Of course, it doesn’t always play out that way. There is plenty of evidence that our shrinking attentional economy is driving increased rates anxiety and depression. Addiction is addiction, regardless of medium. While there is much to celebrate in the technological progress we’ve made at communicating and relating, one key piece is absent.
In his book, Landmarks, Robert McFarlane discusses additions and deletions from Oxford University Press’s junior dictionary. Gone are words like acorn, beech, dandelion, hazel, and willow. Added: blog, broadband, celebrity, cut-and-paste, voice-mail. Shifting environments is the excuse offered by one editor. But, as McFarlane puts it,
“There is a realism to her response — but also an alarming acceptance of the idea that children might no longer see the seasons, or that the rural environment might be so unproblematically disposable.”
Robert Macfarlane: Do children in the UK spend enough time outdoors? – BBC Newsnight
We are products of the environment. Like a lost child, we’re finding ourselves powerless in the face of climate challenges. Until we begin naming these struggles for what they are, we’ll continue to flounder.
Reality requires language to be understood and communicated. What we lack for in words we cannot convey. McFarlane’s homage to “nature words” reminds us that what we delete from our shared stories is a loss to the collective imagination. A few examples of words that capture nearly indescribable sentiments:
- Rionnach maoim: the shadows cast on the moorland by clouds moving across the sky on a bright and windy day
- Slogger: the sucking sound made by waves on a ship’s side
- Kimmeridge: the light breeze which blows through your armpit hair when you are stretched out sunbathing
- Glassel: a seaside pebble which was shiny and interesting when wet, and which is now a lump of rock, but which children nevertheless insist on filling their suitcases with after a holiday
One word instead of 31: a true economy of language. An entire novel expressed in seven letters; an autobiography in two syllables.
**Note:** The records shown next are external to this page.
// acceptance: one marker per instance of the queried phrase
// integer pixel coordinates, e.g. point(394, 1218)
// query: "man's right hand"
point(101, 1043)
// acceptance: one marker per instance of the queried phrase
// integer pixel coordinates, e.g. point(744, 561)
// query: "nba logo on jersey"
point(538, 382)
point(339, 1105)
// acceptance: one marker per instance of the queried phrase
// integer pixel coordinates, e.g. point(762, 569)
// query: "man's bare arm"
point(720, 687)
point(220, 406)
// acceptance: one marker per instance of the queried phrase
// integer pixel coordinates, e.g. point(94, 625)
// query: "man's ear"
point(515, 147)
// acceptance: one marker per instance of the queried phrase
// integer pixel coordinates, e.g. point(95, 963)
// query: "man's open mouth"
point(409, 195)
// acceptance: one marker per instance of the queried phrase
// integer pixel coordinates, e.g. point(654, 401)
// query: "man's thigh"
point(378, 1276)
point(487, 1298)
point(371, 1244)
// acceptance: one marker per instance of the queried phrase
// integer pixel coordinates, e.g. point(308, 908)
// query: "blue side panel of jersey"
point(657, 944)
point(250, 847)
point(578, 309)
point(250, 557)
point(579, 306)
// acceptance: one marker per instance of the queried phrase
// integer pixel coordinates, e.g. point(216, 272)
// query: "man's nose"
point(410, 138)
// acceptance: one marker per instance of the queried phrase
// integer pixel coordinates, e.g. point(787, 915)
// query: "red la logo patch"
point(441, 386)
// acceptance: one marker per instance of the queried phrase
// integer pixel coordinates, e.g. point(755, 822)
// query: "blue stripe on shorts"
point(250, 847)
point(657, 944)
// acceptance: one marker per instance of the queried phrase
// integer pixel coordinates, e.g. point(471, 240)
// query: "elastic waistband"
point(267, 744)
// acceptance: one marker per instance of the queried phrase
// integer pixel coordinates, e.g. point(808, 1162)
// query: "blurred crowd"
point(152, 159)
Telling a story through a phone camera is one thing, but putting down the phone to explore the surroundings is a story we’ve been telling as a species for millions of years.
There is still only so much meaning that can be expressed in 15 seconds. Explore nature for a lifetime and still you will never exhaust its catalog.
Joseph Campbell was amazed that cultures that never had contact told the same stories around the same time; he cited Jung’s notion of the collective unconscious as means for such narrative dissemination. Today I can transmit a video of one of my cats rolling over and yawning around the planet in seconds. A fun break, certainly, but void of contact with the earth and wind and waves that have informed our stories for so long — life will always only be a few inches big, and we’re so much more than that.